Back in the Summer of ’66 Jack Brooksbank, an immigrant from England living in Montreal, took his young family on a holiday to the Caledon Highlands, after having read an article that spring about Canadian farm vacations. They selected the Speersholme farm west from Mono Mills where members of the Speers family had lived since 1879. While there, they considered themselves fortunate to get enrolled in the re-assembly of an old dismantled barn from Mono Mills, the timbers of which Mr. Speers had saved a couple of years earlier.
The farm economy of those times was such that sturdy old barns no longer in use were being re-located to where they were needed. Some individuals had become experts at the dismantling and re-assembly of such barns, and the Speers employed the services of barn master Ben Hougan of Beeton. Mr.Hougan had designed his own ‘jamber’ with which and two men he could re-erect a heavy frame barn in as little as two days.

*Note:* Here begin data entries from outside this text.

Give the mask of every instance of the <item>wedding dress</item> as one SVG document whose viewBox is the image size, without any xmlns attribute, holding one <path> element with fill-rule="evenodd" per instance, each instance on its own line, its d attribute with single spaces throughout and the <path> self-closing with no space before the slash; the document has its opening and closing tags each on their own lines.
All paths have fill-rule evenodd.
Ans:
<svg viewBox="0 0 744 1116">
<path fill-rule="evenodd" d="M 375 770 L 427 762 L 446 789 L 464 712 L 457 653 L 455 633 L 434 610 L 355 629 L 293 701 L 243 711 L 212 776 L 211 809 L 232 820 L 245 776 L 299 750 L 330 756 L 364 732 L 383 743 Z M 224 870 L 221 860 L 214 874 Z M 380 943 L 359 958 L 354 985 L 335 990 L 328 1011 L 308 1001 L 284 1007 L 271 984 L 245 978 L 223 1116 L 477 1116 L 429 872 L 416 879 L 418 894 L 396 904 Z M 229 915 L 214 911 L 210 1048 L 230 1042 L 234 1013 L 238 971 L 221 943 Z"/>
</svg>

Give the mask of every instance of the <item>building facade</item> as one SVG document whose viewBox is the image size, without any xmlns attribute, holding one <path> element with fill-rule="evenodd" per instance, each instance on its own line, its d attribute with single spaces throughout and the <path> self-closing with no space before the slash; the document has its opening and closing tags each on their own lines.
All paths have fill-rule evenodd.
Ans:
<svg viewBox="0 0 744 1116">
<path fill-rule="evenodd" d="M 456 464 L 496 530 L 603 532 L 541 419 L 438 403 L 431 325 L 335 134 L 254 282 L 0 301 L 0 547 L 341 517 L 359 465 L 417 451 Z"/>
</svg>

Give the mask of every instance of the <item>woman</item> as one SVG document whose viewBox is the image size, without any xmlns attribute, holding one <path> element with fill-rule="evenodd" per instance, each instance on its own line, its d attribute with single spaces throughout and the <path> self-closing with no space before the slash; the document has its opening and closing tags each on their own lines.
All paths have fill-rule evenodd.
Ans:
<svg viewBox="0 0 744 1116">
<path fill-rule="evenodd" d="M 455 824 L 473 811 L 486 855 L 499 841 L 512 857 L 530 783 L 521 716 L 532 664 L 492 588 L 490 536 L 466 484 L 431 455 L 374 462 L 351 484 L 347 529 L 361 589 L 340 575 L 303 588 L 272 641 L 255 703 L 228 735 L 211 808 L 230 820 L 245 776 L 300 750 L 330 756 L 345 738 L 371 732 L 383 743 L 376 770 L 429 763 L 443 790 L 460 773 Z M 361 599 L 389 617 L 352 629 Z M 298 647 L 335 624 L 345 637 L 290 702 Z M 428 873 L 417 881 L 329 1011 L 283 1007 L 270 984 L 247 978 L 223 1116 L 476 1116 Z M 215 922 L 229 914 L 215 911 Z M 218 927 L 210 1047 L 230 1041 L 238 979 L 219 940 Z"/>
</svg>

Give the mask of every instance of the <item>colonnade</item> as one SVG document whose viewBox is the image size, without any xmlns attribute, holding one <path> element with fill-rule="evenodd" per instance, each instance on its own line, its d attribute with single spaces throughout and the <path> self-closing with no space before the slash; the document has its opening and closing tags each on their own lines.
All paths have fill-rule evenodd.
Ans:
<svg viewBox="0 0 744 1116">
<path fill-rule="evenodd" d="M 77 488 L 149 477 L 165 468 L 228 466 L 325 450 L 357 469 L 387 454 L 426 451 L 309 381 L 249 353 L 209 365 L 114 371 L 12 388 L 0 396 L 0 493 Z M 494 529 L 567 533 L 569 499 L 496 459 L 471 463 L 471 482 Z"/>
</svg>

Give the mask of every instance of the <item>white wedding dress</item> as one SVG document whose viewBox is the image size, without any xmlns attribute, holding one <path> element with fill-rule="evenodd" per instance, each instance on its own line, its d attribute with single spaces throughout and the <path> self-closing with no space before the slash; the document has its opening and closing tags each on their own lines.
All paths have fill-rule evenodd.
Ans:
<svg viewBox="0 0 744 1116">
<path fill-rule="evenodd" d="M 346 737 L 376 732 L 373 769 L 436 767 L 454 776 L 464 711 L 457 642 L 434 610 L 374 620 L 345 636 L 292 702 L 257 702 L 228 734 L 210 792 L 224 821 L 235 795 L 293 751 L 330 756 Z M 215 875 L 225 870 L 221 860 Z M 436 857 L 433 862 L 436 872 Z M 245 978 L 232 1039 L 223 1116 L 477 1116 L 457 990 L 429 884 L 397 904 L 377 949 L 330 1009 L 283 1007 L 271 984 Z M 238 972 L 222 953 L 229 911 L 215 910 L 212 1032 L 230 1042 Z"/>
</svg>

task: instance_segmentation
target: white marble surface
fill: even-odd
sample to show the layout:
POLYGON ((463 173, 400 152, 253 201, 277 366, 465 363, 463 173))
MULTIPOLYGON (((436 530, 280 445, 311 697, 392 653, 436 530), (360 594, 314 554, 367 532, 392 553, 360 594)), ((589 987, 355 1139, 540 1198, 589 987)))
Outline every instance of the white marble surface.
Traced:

Together the Speers farm folk and visiting Brooksbanks managed to work with Ben to get the recycled version of the century barn up in four days, a gentler timetable that Ben blamed on his advancing age. Jack Brooksbank believed that this feat was probably the last ‘barn raising’ in Caledon, and it may well be so. Using his skills in historical research and in sketching and photography, Jack to put together an illustrated black-and-white booklet published by Jacques Studios of Hockley. In his well-written account of the history and styling of Ontario barns and the details of the barn master’s art, Mr. Brooksbank has left us a fascinating record of the how-tos of an undertaking that was widespread in our countryside in settlement times viz. the raising of large wooden barns to shelter stock and feed through our long cold winters.